Dietro i propositi condivisibili di semplificare il rapporto medico-paziente per offrire buone cure con meno sprechi, il ministro Balduzzi entra nel campo minato della Sanità con un pacchetto corposo e forse un po’ velleitario.
Si intrecciano farmaci, regole, tariffe e divieti: è un patto sulla salute che tocca livelli di assistenza e stili di vita ma deve ancora fare i conti con lobbies parlamentari e categorie interessate.

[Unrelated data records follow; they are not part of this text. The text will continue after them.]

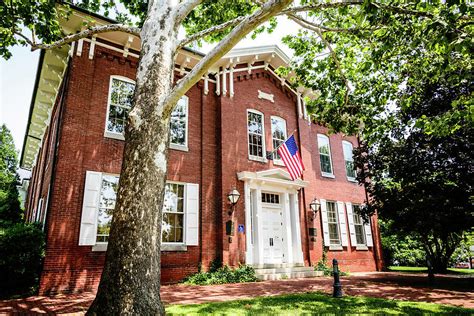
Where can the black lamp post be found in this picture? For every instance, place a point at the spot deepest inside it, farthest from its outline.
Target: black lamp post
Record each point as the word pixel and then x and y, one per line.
pixel 315 206
pixel 233 197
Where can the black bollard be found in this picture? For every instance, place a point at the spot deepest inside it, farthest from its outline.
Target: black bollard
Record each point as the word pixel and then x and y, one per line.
pixel 337 283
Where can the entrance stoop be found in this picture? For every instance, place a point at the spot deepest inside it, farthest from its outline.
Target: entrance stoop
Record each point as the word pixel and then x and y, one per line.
pixel 285 271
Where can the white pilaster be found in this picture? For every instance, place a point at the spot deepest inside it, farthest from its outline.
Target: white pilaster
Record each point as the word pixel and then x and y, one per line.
pixel 224 82
pixel 248 225
pixel 295 212
pixel 231 82
pixel 259 226
pixel 288 242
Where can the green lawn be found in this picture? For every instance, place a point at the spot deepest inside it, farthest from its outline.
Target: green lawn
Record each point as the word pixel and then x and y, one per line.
pixel 425 270
pixel 296 304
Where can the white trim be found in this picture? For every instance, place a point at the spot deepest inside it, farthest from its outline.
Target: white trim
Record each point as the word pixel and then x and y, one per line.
pixel 325 174
pixel 108 133
pixel 185 146
pixel 345 142
pixel 252 157
pixel 183 243
pixel 278 118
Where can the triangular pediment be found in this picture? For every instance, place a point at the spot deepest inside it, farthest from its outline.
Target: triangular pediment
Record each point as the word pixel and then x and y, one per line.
pixel 279 174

C’è del buono nei provvedimenti allineati sul tavolo del consiglio dei ministri e il senso della svolta si legge con la copertura dell’assistenza sul territorio sette giorni su sette attraverso una nuova organizzazione dei medici di base e con l’intervento sul gioco d’azzardo, attraverso i limiti imposti alle macchinette mangiasoldi. Positivo è il segnale di sbarramento contro la lottizzazione nelle nomine dei dirigenti della sanità e dei primari di struttura complessa: sarà difficile vederne l’applicazione concreta da parte delle Regioni che in questi anni hanno scelto più in base all’ appartenenza che alla competenza, ma almeno si tenta di rendere più difficile il mercato delle tessere per riconoscere quel merito che da noi, spesso, non ha cittadinanza.
Un più alto livello di tutela della salute è anche un asset produttivo per il Paese, ha detto il premier Monti. È vero. Il sistema italiano è una macchina a due facce: tante eccellenze e tanti sprechi. Questi ultimi vanno ridotti, se si vuole essere competitivi ed efficienti. Semplificare il rapporto medico paziente liberandolo da un’opprimente burocrazia per rimettere al centro la persona è un passaggio che può cambiare in meglio la vita di tanti cittadini, evitando lo scollamento tra ospedale e territorio e alleggerendo il peso che attualmente grava eccessivamente sui pronto soccorso. Riuniti in comunità con obiettivi e metodi comuni i medici di famiglia potrebbero riconquistare quel ruolo e quello spazio che nella sanità di oggi non hanno più, a causa della deresponsabilizzazione lenta e progressiva che ha svuotato la funzione del ruolo più importante: quello di essere il vero alleato del paziente.
Non sarà facile il percorso del decreto legge, come non sarà facile mettere alla prova le Regioni che questi provvedimenti dovranno rendere operativi sul campo. Ci sono gli incentivi? C’è la capacità di avviare innovative sperimentazioni nelle città e nelle province? Se il sistema che si è interposto tra medico e paziente va cambiato, come sta cambiando in tutta Europa, quali saranno gli strumenti attuativi che i governatori e i loro assessori alla Sanità riusciranno ad applicare per dare garanzie ai medici che si associano?
Il patto per la salute, al di là della confusione iniziale, metterà tutti alla prova, dal territorio all’ospedale, dove la libera professione medica dovrà trovare gli spazi che oggi non ci sono. Porterà i defibrillatori nei luoghi dove è possibile salvare qualche vita con un tempestivo massaggio cardiaco, ma si dovranno prevedere le persone in grado di utilizzarlo. Informerà meglio i cittadini sui rischi per la salute, ma si dovrà tenere alto il livello dei controlli per non lasciare tutto all’ effetto annuncio. Come la tassa sulle bibite gassate, un paternalismo da Stato etico, un balzello mascherato più che un passaggio importante nell’educazione alimentare, stoppata prima e dopo il consiglio dei ministri. Il problema dell’alimentazione corretta va affrontato in una prospettiva più ampia che deve coinvolgere scuola e famiglia. Ne riparlerà qualcun altro, forse. Allentare la morsa della politica, migliorare l’assistenza sul territorio, garantire farmaci utili sono già una rivoluzione per un governo d’emergenza.